We are grateful for the in-depth review of our manuscript and critical comments to improve the manuscript. We have incorporated the changes as suggested by the reviewer. Please see the attachment.

Author Response File: Author Response.pdf

Reviewer 4 Report

 

By the immunity induced by intradermal inoculation of recombinant soluble trimeric HA protein, which was derived from H1N1 subtype influenza virus, mice were completely protected from lethal H1N1 virus infection.  Surprisingly, the antibodies induced showed neutralizing activity against the H3N2 subtype influenza virus as well as HI activity against type B influenza virus. In the present study, Raj et al showed the potential for a broad-spectrum influenza vaccine that is effective regardless of subtype or type was demonstrated. The present study was properly conducted and contains important information.

I just have the following questions and comments:

At line 45-46, were the H17N10 and H18N11 viruses isolated? Or was the gene detected? 

 

At line 81, the term “pdm-9” should be “pdm09”. 

 

 

Incorrect notation of subtypes in virus strain names at line 105-106; A/Guangdong-Maonan/SWL1536/2019 (H1N1)

 

At 198-200, is the determination method for HI test correct? Is it not necessary to tilt the plate to determine the difference between complete and incomplete inhibition?

 

 

At line 226-227, abbreviations for virus names (Guangdong, X-31, X-79, and Cal09) should be defined at the first appearance.

 

It is one of the most important findings in this study that the antibodies induced by intradermal inoculation of soluble trimeric H1 protein showed neutralizing activity against the H3N2 virus and HI activity against influenza B virus. Therefore, the authors should give due consideration to the reasons for such an outcome. The second paragraph from the end is a repetitive description of the results and does not provide the expected discussion. If special effects due to adjuvants are inferred, then adjuvants should be mentioned in the discussion. 

 

 

Author Response

We would like to thank the reviewer for their careful evaluation and insightful comments that have really helped us to improve the current revised version of the manuscript. Please see the attachment.

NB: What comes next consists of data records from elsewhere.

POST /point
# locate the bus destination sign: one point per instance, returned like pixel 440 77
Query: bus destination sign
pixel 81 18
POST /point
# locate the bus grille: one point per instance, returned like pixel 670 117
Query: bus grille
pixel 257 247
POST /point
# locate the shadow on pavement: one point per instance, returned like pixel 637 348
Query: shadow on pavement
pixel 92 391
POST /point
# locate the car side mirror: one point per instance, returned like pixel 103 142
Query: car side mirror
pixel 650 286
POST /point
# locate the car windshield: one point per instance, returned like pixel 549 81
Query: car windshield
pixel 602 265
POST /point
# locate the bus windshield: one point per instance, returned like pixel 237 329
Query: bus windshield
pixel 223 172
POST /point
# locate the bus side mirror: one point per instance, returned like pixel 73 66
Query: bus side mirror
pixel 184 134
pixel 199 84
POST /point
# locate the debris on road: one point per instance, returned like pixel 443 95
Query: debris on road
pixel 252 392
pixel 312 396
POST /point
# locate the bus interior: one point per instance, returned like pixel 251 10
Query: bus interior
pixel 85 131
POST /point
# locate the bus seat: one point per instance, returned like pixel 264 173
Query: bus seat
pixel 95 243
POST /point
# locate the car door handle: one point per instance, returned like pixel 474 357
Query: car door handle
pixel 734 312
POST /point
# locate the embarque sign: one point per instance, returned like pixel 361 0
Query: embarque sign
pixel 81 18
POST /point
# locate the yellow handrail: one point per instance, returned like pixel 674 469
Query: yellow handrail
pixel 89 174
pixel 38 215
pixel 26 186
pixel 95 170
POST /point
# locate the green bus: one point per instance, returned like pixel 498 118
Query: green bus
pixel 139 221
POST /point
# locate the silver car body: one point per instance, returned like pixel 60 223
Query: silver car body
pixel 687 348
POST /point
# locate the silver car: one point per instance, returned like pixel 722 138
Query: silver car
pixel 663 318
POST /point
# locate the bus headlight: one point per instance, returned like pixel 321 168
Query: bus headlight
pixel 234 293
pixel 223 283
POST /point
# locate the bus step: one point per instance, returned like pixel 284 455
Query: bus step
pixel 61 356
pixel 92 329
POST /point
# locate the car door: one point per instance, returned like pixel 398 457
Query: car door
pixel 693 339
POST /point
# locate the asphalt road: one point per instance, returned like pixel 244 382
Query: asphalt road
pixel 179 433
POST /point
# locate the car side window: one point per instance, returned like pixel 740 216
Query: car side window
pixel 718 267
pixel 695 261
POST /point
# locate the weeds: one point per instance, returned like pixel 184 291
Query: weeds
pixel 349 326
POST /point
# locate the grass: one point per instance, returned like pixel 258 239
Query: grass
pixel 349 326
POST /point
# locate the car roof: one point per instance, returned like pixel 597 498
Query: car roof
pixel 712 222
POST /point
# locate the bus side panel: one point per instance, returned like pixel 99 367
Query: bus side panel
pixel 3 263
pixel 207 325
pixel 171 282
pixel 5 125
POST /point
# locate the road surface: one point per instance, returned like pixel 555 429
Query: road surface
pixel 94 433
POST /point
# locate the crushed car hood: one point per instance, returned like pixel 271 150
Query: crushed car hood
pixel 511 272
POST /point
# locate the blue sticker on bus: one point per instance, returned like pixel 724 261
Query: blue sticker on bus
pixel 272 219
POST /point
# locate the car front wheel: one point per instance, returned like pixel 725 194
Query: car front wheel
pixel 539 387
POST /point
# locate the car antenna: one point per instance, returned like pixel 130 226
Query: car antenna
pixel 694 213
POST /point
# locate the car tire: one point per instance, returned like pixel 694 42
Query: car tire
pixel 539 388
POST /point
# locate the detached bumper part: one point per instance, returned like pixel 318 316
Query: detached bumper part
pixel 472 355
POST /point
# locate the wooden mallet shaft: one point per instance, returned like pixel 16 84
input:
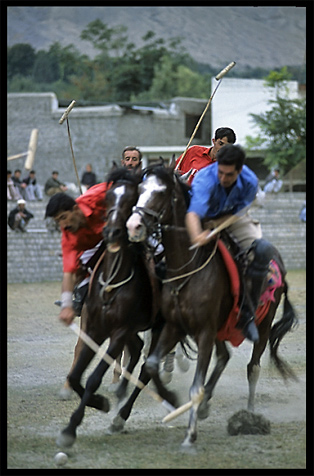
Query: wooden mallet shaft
pixel 67 112
pixel 32 146
pixel 109 360
pixel 61 121
pixel 196 400
pixel 218 77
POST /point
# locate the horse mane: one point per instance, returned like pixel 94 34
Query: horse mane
pixel 169 176
pixel 122 174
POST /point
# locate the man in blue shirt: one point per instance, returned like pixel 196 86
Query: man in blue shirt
pixel 221 190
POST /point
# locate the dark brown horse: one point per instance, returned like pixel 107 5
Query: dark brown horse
pixel 119 304
pixel 196 294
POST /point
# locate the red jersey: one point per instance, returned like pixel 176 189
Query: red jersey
pixel 74 244
pixel 196 158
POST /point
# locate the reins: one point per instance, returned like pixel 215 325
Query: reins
pixel 106 286
pixel 169 280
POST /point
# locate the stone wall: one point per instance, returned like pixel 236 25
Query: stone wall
pixel 98 134
pixel 36 255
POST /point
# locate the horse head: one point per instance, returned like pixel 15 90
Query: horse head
pixel 157 201
pixel 120 198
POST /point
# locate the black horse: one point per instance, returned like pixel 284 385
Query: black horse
pixel 196 294
pixel 119 303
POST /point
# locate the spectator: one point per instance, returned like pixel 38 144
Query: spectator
pixel 131 157
pixel 88 178
pixel 273 183
pixel 19 217
pixel 199 156
pixel 33 190
pixel 12 191
pixel 53 185
pixel 303 213
pixel 18 183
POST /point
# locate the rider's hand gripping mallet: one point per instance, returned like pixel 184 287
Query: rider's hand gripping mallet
pixel 218 78
pixel 61 121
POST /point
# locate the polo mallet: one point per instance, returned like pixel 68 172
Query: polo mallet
pixel 30 153
pixel 232 219
pixel 109 360
pixel 219 77
pixel 61 121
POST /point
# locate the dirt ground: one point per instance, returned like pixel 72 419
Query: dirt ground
pixel 39 355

Author Response File: Author Response.pdf

Round 2

Reviewer 2 Report

The revised manuscript still did not address the concern from previous comments. It was noticed the authors plan to do more experiments to solve the problems. The manuscript can not be accepted until further experimental results obtained. 

Author Response

We would like to clarify that we did not plan to do more experiments to solve any problem. The HA-T-AGM looks like a promising vaccine candidate, hence we plan to take it forward, and to make a commercial product it needs to be tagless. Hence, we plan to make a tagless construct. As the reviewer suggests doing a passive immunization study which is a good suggestion, we will incorporate this in our future studies after the release of project funds.

We explained the funding issue for which one of the experiments with CR6261 and CR8020 mAbs cannot be done currently and we will do in the future which will take some time.